Homeroom Blues

Friday was a crazy day. One of my homeroom kids managed to get suspended for a week within the first 30 minutes of class. We lead the students between their classes as a group, to prevent the hallway chaos that is prevalent at many Baltimore high schools. While I was outside the room watching the students, one of my students apparently decided to pitch a fit and start throwing papers and booklets on the ground in the back of my classroom. I don’t know if he was doing it as an attack on me or what, but the teacher next door overheard the ruckus and confronted the student. He refused to clean up the mess, so she brought him down the the principal and he was suspended for 5 school days.

I never saw what happened in the room because I was leading the rest of the students to their next class. I was expecting I’d be spending the first part of my planning period cleaning up the mess. But when I got back to my room, I was shocked to see that two of my students had stayed behind and cleaned up the mess, and actually had organized things better than they had been before. It is probably the nicest thing anyone has done for me in a while. I made sure to call both students’ houses to tell their parents about their good deed.

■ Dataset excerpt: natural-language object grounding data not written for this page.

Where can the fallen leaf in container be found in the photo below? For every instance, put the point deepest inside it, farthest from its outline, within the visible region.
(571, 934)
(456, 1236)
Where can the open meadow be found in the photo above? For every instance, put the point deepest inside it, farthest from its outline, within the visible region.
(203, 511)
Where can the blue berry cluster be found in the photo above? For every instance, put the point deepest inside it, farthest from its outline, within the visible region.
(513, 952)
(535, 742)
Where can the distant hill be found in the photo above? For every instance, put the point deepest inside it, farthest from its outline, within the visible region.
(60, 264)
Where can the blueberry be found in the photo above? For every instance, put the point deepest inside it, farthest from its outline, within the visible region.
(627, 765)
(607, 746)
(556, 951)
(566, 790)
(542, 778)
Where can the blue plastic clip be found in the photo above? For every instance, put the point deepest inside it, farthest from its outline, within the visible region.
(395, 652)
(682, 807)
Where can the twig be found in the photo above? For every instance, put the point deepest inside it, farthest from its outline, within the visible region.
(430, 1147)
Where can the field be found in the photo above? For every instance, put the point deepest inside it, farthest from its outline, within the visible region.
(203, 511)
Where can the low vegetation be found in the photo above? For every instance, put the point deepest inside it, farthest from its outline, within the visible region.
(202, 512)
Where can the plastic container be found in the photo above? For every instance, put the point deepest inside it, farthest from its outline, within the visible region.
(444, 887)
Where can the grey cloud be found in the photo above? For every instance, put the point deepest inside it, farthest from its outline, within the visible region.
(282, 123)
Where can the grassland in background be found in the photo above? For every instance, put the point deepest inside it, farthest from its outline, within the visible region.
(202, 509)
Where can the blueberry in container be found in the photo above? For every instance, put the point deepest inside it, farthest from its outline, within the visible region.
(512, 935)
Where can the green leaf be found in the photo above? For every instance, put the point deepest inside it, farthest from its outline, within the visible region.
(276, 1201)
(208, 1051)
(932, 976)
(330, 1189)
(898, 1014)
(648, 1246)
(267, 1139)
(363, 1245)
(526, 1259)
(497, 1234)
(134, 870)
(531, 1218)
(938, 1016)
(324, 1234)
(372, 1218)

Sometimes it’s hard to see past the continuous behavior problems to realize who I’m getting through to. I don’t much care who likes me or not. You can’t care, or it would break your heart. But it’s nice to see that some of my kids have a lot of respect for me.

My homeroom is pretty much a zoo, but I refuse to be that teacher who yells at the class or becomes hostile toward individual students. Some of my students actually blame me in class for not being able to control my class. I feel their frustration, but what they don’t realize is that it’s the individuals in the class that choose whether or not to be in control all I can do is provide incentives and disincentives. One of my students, genuinely perplexed, asked me, “Mr. Johnson, why are you so nice to us?”

I told him it’s because I treat people how I’d like to be treated. I don’t know, but I think I got through to him, at least for that moment. For that class, that’s probably how it’s going to be. I’ll just have to weather out the chaos and cherry pick my breakthrough moments with individual students. I guess the bright light at the end of the tunnel is that if I succeed, I will have turned some of these kids’ lives around, because right now, I’ve got about 8 or so students who I really feel are making choices little by little that are going to take them out of this school, on to the streets, and either to prison, death, or lifelong struggle. The stakes are extremely high.